Thursday, March 26, 2009

What They Are Saying About Obama

Foreign English-speaking media are worried. Here's Martin Wolf at Financial Times, Terence Corcoran (fantastic last name!) from Canada's National Post, and Bartle Bull at The Prospect. Writing about the bank rescue and Bernake's monetary policy, respectively, Wolf (especially) and Corcoran are pretty convincing, but Bull's piece is astonishingly biased. There are dozens of faulty conclusions among his thousands of words, but I'll just focus on a few:
His challenge today is to sell this big debt, big government revolution to a public that thought—or rather hoped—that it was electing a post-partisan centrist.

[Break]

But the greatest moment of candour to emerge from this administration to date came when chief of staff Rahm Emanuel, Obama’s chief handler within the Chicago political machine that groomed this brilliant political phenomenon, said, “You never want a serious crisis to go to waste. This crisis provides the opportunity for us to do things that you could not do before.” Hillary Clinton, the other great power in the administration, made the same point in Brussels recently: “Never waste a good crisis… Don’t waste it when it can have a very positive impact on climate change and energy security.”

This is breathtaking stuff. Obama’s top people are publicly (if inadvertently) confessing to precisely the sort of cabalistic secret agenda that was most loathed about the Bush administration. Imagine the apoplexy of Obama’s political base if Dick Cheney had called 9/11 a “good crisis” because it provided cover for a long-intended invasion of Iraq.
As far as his umbrage about not wasting the crisis, this is just willfully misleading. A) It's not a cabalistic secret agenda if the chief of staff and secretary of state are speaking openly about it; B) It's not a cabalistic secret agenda when Obama spent much of the election season campaigning on the very issues (health care reform, energy reform) he's now trying to enact; and C) The 9/11 comparison is off-base, too put it mildly; Bull knows darn well that the administration is talking in terms of FDR creating social security, not capitalizing on the murder of 3,000 Americans.

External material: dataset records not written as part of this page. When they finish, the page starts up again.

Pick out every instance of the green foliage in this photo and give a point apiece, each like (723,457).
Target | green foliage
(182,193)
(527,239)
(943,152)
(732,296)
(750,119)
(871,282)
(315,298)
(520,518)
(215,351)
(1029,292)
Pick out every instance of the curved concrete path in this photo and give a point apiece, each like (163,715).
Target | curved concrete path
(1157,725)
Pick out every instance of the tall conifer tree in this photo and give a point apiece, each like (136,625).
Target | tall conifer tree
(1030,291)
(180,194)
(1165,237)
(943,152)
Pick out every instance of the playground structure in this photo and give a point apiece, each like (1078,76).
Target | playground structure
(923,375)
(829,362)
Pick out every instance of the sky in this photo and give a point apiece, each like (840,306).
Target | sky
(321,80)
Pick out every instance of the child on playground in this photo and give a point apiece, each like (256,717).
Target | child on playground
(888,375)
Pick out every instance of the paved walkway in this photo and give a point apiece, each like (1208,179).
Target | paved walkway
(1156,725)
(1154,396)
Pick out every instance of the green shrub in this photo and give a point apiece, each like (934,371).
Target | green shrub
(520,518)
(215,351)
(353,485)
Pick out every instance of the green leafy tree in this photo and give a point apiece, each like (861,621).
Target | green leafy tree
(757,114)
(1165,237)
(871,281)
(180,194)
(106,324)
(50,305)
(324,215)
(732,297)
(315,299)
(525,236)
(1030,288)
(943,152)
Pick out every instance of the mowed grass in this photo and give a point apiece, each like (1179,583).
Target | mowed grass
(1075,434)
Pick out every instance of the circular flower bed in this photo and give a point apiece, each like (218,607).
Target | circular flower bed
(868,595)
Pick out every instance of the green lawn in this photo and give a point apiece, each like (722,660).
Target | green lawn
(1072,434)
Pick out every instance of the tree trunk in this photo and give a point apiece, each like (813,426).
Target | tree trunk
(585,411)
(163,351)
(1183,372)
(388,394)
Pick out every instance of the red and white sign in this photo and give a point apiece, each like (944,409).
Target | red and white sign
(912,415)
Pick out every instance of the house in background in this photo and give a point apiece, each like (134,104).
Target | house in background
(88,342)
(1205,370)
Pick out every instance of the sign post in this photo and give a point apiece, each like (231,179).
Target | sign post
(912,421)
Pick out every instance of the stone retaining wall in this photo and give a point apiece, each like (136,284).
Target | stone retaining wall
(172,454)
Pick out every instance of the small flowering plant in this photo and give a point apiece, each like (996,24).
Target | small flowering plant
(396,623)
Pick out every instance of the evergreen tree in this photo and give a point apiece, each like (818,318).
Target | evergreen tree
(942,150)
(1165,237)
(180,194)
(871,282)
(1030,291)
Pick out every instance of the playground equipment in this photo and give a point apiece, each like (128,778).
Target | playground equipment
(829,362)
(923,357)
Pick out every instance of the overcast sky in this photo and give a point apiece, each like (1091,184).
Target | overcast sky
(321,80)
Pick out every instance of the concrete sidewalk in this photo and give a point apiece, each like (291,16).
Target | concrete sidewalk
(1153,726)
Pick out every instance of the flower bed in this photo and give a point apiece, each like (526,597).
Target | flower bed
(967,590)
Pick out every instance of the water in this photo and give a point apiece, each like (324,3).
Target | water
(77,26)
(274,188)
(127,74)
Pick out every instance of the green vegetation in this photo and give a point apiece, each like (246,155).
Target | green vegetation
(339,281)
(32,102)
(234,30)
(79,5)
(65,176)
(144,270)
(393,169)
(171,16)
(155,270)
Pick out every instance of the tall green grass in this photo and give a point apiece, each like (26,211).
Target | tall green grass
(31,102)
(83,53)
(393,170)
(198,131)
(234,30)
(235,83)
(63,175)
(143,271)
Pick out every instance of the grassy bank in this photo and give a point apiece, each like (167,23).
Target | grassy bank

Lastly, Obama did campaign on being post-partisan, but not on being centrist. Just because his temperament is conservative doesn't mean anyone should have thought that his politics were. He's fallen short of his post-partisan potential, but at least half the blame for that should be tossed at the Republicans.

Later Bull tells us, "Ideology is back." If ideology was put into mothballs during the previous administration, Bush did a hell of a job hiding that fact. He finishes his piece with a similarly confused flourish: "More war and less growth is bad leadership and bad politics." Again, that's Obama he was talking about.